02. Project Details
This project is divided into two major parts. In the first part, you will conduct an exploratory data analysis on a dataset of your choosing. You will use Python data science and data visualization libraries to explore the dataset’s variables and understand the data’s structure, oddities, patterns and relationships. The analysis in this part should be structured, going from simple univariate relationships up through multivariate relationships, but it does not need to be clean or perfect. There is no one single answer that needs to come out of a given dataset. This part of the project is your opportunity to ask questions of the data and make your own discoveries. It’s important to keep in mind that sometimes exploration can lead to dead ends, and that it can take multiple steps to dig down to what you’re truly looking for. Be patient with your steps, document your work carefully, and be thorough in the perspective that you choose to take with your dataset.

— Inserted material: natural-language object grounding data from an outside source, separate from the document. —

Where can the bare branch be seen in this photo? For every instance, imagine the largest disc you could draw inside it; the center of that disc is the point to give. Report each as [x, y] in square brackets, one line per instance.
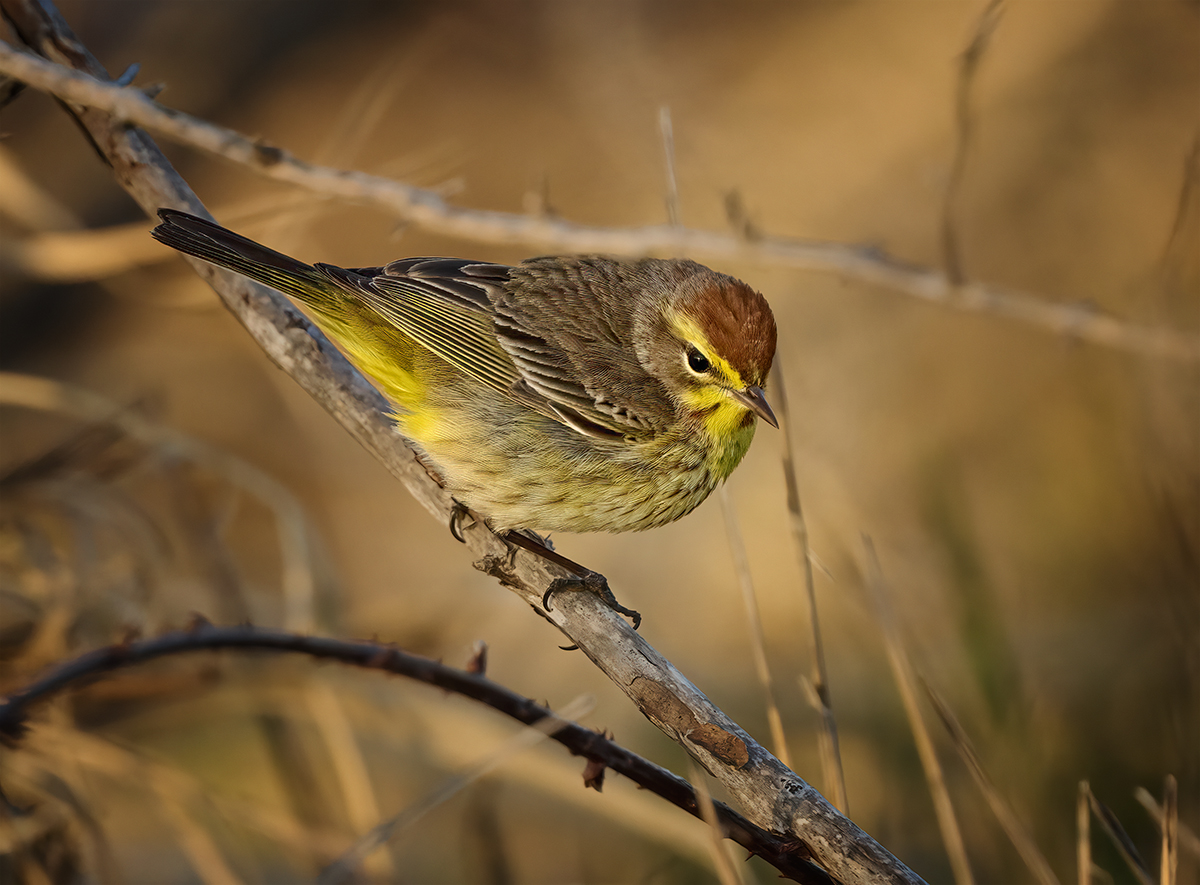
[771, 794]
[969, 66]
[817, 685]
[429, 209]
[95, 664]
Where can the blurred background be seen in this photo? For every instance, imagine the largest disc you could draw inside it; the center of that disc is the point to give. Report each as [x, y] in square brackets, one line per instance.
[1035, 501]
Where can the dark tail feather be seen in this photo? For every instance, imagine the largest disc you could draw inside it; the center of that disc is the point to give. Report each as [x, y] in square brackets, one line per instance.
[203, 239]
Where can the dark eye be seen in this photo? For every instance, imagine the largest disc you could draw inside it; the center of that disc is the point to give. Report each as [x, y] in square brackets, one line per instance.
[696, 361]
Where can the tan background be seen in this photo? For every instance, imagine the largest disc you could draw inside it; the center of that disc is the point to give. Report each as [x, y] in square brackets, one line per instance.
[1033, 500]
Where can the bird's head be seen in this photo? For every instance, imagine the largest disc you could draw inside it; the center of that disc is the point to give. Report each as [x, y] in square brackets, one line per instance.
[713, 345]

In the second part, you will take your main findings from your exploration and convey them to others through an explanatory analysis. To this end, you will create a slide deck that leverages polished, explanatory visualizations to communicate your results. This part of the project should make heavy use of the first part of the project. Select one or two major paths in your exploration, choose relevant visualizations along that path, and then polish them to construct a story for your readers to understand what you found.
Step 1.1: Choose your Dataset
First, you will choose a dataset from the Dataset Options.
Download the Dataset Options file for full details & descriptions from the Resources Tab.
- Click on Resources in the leftmost panel of your classroom
- Click the File Name to start download
Quick List Below :
Dataset Options
Loan Data from Prosper with Prosper Data Dictionary to Explain Dataset's Variables
PISA Data with PISA Data Dictionary to Explain Dataset's Variables
Or select your own dataset! See guidelines in the Dataset Options download in the Resources tab on whether or not a dataset will be appropriate for use in this project Remember that finding and cleaning your own data set could take significant time and effort!
A Google Doc download option with identical info is available below as well, if you prefer it. This is not accessible on all networks.
Google Doc Download
Step 1.2: Explore Your Data
It’s time to get to the interesting bits. Explore your data and document your findings in a report. The report should briefly introduce the dataset, then systematically walk through the points of exploration that you conducted. You should have headers and text that organize your thoughts and findings. Visualizations in this part of the project need not be completely polished: this is just your own exploration at this point. However, you should still make sure that you adhere to principles of using appropriate plot types and encodings so that accurate conclusions can be drawn, and that you have enough comments and labeling so that when you return to your work, you can quickly grasp your analysis steps.
If you use a Jupyter Notebook for this step of the project, don’t forget to export the notebook as an html file for the project submission.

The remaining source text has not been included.